Die Zahl der Ehen, die durch Scheidung beendet werden, ist in den letzten Jahren stark angestiegen: Anfang der 1960er Jahre wurde noch jede zehnte Ehe in Deutschland geschieden, heute wird annähernd jede zweite Ehe geschieden (Stand 2011: 377.816 Eheschließungen, 187.640 Ehescheidungen). Von der Scheidung der Eltern waren 2011 148.239 minderjährige Kinder betroffen (Quelle: Statistisches Bundesamt).Heftige Diskussionen um den Zerfall der Familie als Institution sind entbrannt. Nicht außer Acht zu lassen ist dabei aber, dass das Vorhandensein der Kernfamilie als quasi einzige Familienform, sich lediglich in den fünfziger und sechziger Jahren des 20. Jahrhunderts durchsetzen konnte.
Die Familie des 21. Jahrhunderts zeigt sich jedoch in vielseitigen Formen: Neben der modernen Kleinfamilie bestehen Nicht-eheliche Lebensgemeinschaften mit und ohne Kinder, Scheidungsfamilien, Ein-Eltern-Familien oder eben Stieffamilien.

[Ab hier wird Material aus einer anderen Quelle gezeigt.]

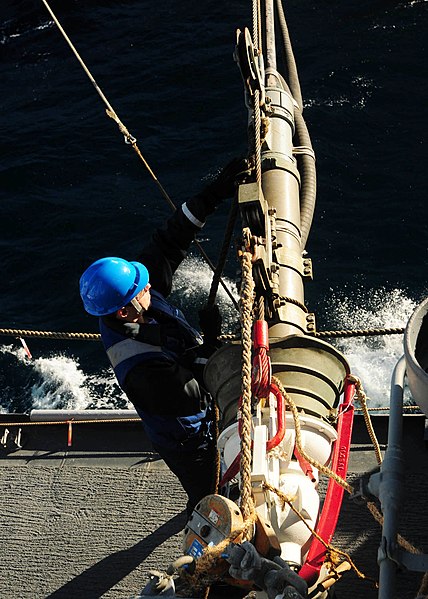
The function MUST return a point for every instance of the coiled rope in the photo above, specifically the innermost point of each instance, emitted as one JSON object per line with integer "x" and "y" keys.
{"x": 96, "y": 336}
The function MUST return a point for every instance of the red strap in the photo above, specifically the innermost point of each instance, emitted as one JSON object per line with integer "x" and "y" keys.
{"x": 261, "y": 371}
{"x": 333, "y": 499}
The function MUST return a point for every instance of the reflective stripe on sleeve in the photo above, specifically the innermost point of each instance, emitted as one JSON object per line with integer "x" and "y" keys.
{"x": 191, "y": 217}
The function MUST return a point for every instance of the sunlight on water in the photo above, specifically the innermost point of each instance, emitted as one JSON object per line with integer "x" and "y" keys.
{"x": 60, "y": 381}
{"x": 372, "y": 359}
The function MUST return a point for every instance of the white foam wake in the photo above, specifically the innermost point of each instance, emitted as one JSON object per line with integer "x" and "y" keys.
{"x": 61, "y": 381}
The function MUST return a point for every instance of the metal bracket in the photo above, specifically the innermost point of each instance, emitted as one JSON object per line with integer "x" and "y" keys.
{"x": 11, "y": 441}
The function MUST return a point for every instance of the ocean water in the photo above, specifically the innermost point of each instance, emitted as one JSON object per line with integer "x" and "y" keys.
{"x": 72, "y": 191}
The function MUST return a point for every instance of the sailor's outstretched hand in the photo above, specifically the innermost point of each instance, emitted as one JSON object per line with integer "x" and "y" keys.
{"x": 275, "y": 577}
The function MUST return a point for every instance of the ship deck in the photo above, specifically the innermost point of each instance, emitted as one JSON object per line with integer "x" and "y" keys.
{"x": 92, "y": 519}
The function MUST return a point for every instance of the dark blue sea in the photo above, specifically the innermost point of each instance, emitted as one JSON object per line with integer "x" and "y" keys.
{"x": 72, "y": 191}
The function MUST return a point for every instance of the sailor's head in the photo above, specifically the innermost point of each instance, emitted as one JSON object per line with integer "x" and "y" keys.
{"x": 116, "y": 286}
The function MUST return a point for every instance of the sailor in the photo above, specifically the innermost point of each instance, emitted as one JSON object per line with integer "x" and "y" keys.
{"x": 155, "y": 353}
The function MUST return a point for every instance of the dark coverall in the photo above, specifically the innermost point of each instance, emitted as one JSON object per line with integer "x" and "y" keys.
{"x": 176, "y": 410}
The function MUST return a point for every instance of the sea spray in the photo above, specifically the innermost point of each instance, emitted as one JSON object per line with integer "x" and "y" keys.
{"x": 63, "y": 382}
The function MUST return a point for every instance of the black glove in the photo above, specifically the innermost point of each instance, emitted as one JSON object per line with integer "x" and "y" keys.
{"x": 210, "y": 324}
{"x": 224, "y": 184}
{"x": 276, "y": 578}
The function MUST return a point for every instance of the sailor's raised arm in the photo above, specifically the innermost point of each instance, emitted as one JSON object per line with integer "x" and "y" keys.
{"x": 170, "y": 243}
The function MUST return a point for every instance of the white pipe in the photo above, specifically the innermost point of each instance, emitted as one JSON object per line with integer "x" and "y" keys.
{"x": 391, "y": 485}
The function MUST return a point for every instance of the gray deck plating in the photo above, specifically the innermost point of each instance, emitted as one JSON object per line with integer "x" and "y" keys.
{"x": 91, "y": 520}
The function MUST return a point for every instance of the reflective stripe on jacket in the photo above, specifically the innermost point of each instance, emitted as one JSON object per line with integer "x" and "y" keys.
{"x": 124, "y": 352}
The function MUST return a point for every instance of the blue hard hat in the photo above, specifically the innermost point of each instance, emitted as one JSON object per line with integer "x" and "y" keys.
{"x": 111, "y": 283}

Stieffamilien sind keineswegs eine Erfindung der Neuzeit, sondern haben eine lange Geschichte. Bis ins 20. Jahrhundert hinein waren Stieffamilien in der Regel eine durch Schicksalsschläge erzwungene Lebensform. In England und Frankreich waren vermutlich in der Zeit des 16. bis 18. Jahrhunderts 25-30% aller Ehen, aufgrund der geringen Lebenserwartung und der hohen Müttersterblichkeit, keine Erstehen. Heute hingegen werden Stieffamilien frei gewählt und entstehen mehrheitlich nach einer Trennung oder Scheidung der leiblichen Eltern.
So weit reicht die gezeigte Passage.